Sonnenlicht genügt: Chemiker zeigen, wie sich Schadstoffe im Wasser extrem einfach zerstören lassen

Mit dem neuen Verfahren lassen sich Schadstoffe im Wasser sogar durch bloßes Sonnenlicht abbauen.
Foto: Robert Naumann / Uni Halle

Fortschritt für die Umwelttechnik: Um langlebige Schadstoffe im Wasser abzubauen, braucht es keine komplexen Filter- oder Laseranlagen. Chemiker der Martin-Luther-Universität Halle-Wittenberg (MLU) haben hierfür ein neues Verfahren entwickelt, das sogar mit bloßem Sonnenlicht funktioniert. Das Verfahren ist so simpel, dass es selbst unter einfachsten Bedingungen im Freien durchgeführt werden kann. Ihre Forschung präsentieren die Chemiker in der Fachzeitschrift "Chemistry - a European Journal".

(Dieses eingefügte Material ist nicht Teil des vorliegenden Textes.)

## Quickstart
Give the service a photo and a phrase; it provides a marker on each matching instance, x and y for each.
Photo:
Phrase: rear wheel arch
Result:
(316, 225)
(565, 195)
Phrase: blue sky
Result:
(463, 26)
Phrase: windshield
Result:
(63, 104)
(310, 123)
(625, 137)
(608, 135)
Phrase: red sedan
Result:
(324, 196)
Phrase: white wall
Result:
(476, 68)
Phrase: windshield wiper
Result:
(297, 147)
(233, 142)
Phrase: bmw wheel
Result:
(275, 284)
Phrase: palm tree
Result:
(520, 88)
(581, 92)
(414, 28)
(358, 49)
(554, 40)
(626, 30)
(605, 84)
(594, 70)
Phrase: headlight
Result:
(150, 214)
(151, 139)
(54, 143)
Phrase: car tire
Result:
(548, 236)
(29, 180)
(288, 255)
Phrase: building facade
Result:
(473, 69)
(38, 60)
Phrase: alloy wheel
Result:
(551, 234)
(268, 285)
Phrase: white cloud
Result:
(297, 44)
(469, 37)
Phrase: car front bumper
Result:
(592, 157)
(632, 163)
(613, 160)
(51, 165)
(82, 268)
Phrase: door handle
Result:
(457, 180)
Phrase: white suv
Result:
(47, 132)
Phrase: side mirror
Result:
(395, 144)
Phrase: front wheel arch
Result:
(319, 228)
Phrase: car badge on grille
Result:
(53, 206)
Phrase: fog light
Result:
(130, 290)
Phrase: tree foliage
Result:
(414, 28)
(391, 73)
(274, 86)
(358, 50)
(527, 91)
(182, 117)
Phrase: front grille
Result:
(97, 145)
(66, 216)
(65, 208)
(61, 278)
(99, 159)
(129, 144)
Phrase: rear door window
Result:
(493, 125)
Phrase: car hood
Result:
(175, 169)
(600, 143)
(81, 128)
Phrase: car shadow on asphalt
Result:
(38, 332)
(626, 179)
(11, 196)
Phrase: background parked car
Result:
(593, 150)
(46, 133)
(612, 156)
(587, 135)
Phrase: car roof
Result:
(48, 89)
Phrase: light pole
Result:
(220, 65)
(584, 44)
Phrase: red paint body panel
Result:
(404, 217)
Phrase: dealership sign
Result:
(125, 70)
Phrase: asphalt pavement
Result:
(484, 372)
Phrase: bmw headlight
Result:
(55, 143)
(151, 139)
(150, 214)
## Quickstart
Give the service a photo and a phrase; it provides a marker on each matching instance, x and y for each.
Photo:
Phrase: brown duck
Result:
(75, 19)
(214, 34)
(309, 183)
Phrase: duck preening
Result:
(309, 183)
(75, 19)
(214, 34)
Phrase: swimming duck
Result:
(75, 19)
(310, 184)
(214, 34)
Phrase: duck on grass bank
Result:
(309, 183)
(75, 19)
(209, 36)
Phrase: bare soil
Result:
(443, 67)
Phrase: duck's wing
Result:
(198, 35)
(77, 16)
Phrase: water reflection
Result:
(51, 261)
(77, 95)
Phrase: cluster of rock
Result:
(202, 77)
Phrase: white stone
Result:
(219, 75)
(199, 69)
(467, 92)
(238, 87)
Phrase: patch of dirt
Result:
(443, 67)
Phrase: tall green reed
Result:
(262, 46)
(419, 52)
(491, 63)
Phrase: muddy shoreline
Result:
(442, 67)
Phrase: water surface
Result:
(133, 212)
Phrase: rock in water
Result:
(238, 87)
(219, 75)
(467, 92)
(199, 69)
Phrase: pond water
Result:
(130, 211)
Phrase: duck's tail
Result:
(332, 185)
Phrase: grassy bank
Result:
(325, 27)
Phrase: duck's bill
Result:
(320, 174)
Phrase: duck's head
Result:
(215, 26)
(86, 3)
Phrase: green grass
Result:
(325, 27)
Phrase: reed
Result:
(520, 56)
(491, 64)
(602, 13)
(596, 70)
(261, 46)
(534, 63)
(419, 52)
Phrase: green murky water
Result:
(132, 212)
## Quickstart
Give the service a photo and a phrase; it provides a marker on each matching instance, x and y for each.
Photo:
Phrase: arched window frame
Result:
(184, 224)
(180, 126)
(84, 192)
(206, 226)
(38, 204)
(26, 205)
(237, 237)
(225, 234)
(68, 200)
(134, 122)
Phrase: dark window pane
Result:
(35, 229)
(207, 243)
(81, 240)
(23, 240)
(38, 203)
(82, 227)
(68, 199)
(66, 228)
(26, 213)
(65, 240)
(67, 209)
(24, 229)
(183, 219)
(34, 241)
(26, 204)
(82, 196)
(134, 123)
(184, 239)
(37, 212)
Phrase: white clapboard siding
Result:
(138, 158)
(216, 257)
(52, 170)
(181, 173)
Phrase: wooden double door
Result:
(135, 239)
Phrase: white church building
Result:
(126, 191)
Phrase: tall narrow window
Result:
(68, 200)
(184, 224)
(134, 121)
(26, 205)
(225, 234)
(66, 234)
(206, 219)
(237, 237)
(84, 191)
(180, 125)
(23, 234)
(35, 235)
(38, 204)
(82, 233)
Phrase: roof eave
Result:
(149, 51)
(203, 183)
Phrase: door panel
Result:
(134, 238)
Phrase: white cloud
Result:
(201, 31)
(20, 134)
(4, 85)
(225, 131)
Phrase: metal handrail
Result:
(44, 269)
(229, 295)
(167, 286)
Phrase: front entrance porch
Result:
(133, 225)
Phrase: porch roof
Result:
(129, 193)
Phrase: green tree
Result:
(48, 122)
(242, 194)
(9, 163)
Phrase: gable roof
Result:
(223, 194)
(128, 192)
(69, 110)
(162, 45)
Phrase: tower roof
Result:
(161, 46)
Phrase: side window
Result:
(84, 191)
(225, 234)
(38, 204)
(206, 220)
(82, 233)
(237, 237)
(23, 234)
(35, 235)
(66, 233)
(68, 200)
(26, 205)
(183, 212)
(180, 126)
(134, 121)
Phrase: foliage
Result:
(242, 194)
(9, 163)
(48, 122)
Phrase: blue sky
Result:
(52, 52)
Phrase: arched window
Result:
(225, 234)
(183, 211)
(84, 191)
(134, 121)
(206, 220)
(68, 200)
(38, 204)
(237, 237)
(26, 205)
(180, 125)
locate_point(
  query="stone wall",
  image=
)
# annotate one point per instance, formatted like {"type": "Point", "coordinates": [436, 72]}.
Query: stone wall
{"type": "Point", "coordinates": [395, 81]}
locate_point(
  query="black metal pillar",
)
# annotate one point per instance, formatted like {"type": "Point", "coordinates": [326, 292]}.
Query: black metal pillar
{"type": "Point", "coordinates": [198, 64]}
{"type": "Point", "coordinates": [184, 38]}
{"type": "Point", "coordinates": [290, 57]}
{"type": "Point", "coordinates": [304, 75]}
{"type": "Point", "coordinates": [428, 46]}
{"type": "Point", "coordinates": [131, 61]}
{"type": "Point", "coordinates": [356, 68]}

Damit der Schadstoffabbau im Wasser gelingen kann, benötigen die Chemiker der MLU im Wasser frei bewegliche Elektronen, sogenannte hydratisierte Elektronen. "Diese Elektronen sind extrem reaktionsfreudig und können für ganz verschiedene Reaktionen eingesetzt werden. Sie zersetzen selbst hartnäckigste Schadstoffe", sagt Prof. Dr. Martin Goez vom Institut für Chemie der MLU. Damit das funktioniert, müssen die Elektronen jedoch aus den Molekülen gelöst werden, in denen sie normalerweise fest gebunden sind. Dafür waren bisher komplexe und teure Hochleistungslaser nötig. Die Arbeitsgruppe von Goez arbeitet seit Jahren an Möglichkeiten, diese zu ersetzen. Erst vor wenigen Monaten präsentierte sie einen neuen Ansatz, bei dem als Energiequelle nur noch eine grüne Leuchtdiode nötig war. Zusätzlich zum Einsatz kamen nur noch Vitamin C und Spuren eines Metallkomplexes als Katalysator, der die gewünschte Reaktion herbeiführt. Dafür musste der Katalysator aber in winzige Container, sogenannte Mizellen, gebunden werden. Das verringerte die Effizienz der Reaktion und zudem waren die verwendeten Mizellbildner selbst nur bedingt biologisch abbaubar.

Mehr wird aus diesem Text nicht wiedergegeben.